Olomouc at Christmastime. Image by Labenord on Pixabay

The other essential component to any Czech Christmas is watching pohádky, which are filmed versions of classic fairy tales. This is a tradition that really took off in the early years of the communist period, and one of the first pohádky is still one of the most loved: Císařův pekař a pekařův císař (The Emperor’s Baker and the Baker’s Emperor, 1951), written by and starring Jan Werich – an actor and writer of great importance in Czech theatre and film history. I should also mention Pyšná princezna (The Proud Princess, 1952), Princezna se zlatou hvězdou (The Princess with the Golden Star, 1959), the extraordinary, expressionist (and genuinely scary) Tři zlaté vlasy Děda Vševěda (The Three Golden Hairs of Grandpa Knowall, 1963), not forgetting the delightful and hugely popular Tři oříšky pro Popelku (Three Hazelnuts for Cinderella, 1973). And no Christmas would be complete without the Russian fairy tale Mrazík (Old Father Frost, 1967). I first saw it in the cinema during that first Christmas in Brno in 1993 and the atmosphere was like a late-night showing of The Rocky Horror Show here in England: the audience knew every word of the story of Ivanko and the lovely Nastěnka, and sang along to the soundtrack of the film.
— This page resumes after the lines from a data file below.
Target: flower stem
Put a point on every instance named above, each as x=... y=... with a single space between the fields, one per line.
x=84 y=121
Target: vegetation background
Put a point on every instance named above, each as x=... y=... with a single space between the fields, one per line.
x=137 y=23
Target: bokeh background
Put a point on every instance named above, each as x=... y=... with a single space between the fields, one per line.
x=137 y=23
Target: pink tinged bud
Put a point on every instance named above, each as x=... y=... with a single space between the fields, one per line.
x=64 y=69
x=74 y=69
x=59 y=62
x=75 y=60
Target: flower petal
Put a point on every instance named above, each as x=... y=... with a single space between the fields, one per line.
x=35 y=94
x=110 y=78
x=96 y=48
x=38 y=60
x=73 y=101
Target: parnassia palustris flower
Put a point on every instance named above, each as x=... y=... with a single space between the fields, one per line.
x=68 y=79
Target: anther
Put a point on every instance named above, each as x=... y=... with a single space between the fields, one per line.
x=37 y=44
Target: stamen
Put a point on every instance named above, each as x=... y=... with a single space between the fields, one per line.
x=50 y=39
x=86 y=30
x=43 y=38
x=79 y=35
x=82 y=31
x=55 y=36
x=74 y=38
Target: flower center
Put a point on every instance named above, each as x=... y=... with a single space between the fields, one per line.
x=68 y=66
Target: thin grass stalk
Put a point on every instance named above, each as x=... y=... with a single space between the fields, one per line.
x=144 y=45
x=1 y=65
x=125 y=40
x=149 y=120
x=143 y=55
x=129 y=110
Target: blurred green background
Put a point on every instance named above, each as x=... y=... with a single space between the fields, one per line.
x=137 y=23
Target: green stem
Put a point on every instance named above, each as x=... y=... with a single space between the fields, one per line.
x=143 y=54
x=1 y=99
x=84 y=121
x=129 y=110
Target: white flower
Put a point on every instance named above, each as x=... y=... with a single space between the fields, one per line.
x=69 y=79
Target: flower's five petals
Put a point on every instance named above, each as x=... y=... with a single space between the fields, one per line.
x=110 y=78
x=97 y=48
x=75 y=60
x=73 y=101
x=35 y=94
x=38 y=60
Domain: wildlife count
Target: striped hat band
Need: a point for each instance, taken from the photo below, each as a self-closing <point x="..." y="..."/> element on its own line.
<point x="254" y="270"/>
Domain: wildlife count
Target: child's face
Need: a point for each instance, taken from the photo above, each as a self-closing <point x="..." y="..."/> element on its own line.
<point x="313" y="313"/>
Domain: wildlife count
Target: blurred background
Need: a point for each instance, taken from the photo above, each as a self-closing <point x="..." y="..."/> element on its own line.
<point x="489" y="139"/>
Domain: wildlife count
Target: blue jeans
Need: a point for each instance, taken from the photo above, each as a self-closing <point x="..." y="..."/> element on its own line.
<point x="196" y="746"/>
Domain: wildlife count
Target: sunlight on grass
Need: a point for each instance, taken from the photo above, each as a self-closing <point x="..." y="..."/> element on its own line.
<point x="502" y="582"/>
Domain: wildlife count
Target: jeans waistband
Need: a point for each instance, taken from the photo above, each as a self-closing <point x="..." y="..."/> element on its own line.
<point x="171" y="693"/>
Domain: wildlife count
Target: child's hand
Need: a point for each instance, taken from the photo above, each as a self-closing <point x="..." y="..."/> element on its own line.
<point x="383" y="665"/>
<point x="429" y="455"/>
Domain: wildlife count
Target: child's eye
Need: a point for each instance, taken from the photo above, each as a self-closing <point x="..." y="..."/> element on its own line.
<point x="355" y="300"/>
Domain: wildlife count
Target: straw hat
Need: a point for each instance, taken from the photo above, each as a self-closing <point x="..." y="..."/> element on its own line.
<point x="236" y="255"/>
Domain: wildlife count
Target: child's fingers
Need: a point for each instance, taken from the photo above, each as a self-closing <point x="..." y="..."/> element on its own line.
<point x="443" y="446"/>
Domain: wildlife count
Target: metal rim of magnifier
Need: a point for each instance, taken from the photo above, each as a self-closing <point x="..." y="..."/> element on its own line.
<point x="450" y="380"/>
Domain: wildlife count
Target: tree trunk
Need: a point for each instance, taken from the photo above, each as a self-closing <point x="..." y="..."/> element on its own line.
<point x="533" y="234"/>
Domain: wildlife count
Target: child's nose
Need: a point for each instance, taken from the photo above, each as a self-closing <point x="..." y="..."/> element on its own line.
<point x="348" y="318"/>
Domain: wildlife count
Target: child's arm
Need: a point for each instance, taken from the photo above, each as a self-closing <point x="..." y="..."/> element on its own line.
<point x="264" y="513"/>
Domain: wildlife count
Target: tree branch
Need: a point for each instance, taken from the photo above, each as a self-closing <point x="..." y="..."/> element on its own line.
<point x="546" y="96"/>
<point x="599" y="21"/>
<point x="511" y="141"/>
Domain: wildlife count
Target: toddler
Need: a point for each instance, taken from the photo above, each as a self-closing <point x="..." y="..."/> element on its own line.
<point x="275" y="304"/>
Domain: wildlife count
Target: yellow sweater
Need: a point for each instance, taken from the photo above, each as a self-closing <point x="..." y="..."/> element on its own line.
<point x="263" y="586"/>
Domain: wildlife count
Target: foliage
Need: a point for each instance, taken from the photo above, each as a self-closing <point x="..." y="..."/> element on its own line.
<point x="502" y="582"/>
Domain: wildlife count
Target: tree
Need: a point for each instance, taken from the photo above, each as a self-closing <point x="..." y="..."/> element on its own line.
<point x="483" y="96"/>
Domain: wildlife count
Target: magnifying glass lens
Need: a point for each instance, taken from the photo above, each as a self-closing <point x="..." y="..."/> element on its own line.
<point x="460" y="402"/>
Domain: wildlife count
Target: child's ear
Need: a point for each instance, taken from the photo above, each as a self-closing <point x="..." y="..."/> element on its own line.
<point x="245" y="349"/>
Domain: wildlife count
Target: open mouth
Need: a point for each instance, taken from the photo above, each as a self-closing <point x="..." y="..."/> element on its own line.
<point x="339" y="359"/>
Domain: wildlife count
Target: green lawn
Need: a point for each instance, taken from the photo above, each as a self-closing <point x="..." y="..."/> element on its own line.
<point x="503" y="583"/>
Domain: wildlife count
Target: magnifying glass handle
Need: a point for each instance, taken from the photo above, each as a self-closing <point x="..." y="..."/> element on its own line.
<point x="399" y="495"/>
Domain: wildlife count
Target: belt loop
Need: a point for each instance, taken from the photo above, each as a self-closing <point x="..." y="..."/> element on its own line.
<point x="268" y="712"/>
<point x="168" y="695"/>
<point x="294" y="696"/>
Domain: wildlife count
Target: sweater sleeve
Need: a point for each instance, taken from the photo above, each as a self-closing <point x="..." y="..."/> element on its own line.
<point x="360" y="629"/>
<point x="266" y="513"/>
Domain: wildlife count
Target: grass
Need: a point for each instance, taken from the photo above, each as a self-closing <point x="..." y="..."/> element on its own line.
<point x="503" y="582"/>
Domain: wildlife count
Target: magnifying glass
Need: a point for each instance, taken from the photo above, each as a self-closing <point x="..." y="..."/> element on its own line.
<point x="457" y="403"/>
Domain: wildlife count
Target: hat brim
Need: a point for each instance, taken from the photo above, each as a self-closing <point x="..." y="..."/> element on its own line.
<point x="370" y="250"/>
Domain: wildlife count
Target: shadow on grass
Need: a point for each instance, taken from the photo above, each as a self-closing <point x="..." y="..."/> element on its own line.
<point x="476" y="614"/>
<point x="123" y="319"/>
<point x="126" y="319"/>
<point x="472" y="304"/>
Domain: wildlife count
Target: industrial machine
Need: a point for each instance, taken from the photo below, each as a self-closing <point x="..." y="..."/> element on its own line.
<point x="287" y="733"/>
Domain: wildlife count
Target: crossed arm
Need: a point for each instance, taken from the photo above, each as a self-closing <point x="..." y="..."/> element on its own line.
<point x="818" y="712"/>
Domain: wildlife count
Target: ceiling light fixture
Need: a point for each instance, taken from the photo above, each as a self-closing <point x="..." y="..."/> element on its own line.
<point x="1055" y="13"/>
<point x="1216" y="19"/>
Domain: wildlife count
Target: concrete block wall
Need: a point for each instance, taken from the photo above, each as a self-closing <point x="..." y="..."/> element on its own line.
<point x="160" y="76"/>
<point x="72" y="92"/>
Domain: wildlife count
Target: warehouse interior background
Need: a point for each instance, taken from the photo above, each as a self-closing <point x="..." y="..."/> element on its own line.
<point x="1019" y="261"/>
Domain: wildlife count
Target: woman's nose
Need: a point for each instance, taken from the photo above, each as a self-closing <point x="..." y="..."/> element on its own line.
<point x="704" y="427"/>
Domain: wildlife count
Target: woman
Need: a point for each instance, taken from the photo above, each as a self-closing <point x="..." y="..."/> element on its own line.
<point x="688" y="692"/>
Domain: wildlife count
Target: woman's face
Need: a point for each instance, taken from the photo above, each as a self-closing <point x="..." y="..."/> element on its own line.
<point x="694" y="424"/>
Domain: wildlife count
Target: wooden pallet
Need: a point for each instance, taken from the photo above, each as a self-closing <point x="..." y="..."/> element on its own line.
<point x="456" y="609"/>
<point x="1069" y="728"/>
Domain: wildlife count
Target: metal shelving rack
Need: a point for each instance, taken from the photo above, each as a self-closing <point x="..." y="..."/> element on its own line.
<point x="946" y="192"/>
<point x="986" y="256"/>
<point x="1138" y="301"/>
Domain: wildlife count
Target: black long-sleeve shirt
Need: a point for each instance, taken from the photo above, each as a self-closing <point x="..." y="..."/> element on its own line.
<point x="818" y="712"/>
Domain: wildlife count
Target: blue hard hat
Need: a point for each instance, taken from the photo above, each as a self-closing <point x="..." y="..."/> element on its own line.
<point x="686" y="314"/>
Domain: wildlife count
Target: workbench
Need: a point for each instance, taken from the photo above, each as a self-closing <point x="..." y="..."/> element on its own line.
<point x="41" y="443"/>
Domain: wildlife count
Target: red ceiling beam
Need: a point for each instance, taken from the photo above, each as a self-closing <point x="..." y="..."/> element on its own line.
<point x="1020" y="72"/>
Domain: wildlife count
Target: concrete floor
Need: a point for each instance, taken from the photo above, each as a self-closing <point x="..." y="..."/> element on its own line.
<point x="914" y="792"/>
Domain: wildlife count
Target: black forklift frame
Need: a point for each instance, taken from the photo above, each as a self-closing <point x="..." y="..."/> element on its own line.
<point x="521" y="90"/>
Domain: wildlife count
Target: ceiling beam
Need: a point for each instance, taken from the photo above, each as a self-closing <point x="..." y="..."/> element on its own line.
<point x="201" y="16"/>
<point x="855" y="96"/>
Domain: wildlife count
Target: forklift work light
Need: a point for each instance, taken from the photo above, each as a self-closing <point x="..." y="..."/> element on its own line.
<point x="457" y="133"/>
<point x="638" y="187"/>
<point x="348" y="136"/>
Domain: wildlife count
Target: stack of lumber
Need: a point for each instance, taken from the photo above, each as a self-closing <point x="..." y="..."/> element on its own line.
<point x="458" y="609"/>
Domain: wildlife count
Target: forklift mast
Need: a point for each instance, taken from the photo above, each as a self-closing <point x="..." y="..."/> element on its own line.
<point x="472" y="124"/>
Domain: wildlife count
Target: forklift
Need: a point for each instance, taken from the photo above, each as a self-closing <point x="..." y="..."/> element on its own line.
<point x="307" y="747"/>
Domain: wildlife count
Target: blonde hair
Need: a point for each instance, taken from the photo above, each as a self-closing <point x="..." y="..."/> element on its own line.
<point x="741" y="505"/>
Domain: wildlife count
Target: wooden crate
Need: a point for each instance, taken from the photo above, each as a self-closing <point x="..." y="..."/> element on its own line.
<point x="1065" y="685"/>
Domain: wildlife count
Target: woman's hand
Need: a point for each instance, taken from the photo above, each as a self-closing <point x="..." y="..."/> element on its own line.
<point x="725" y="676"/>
These classic pohádky are an integral part of the Czech Christmas ritual. The TV papers are eagerly scanned to see when Tři oříšky or Pyšná princezna are showing, and on that basis lunch, supper, or visits to and from friends and family are carefully arranged. More surprisingly still for the uninitiated foreigner, the same films are watched religiously every year and enjoyed just as much as they were in previous years. Pohádky, in short, are as much a part of Christmas as cukroví and carp.

Adventures on the Bookshelf will be taking a break now for Christmas but we’ll be back on 9th January. Have a great festive period and Merry Christmas – or, as they say in Czech, ‘Veselé Vánoce!’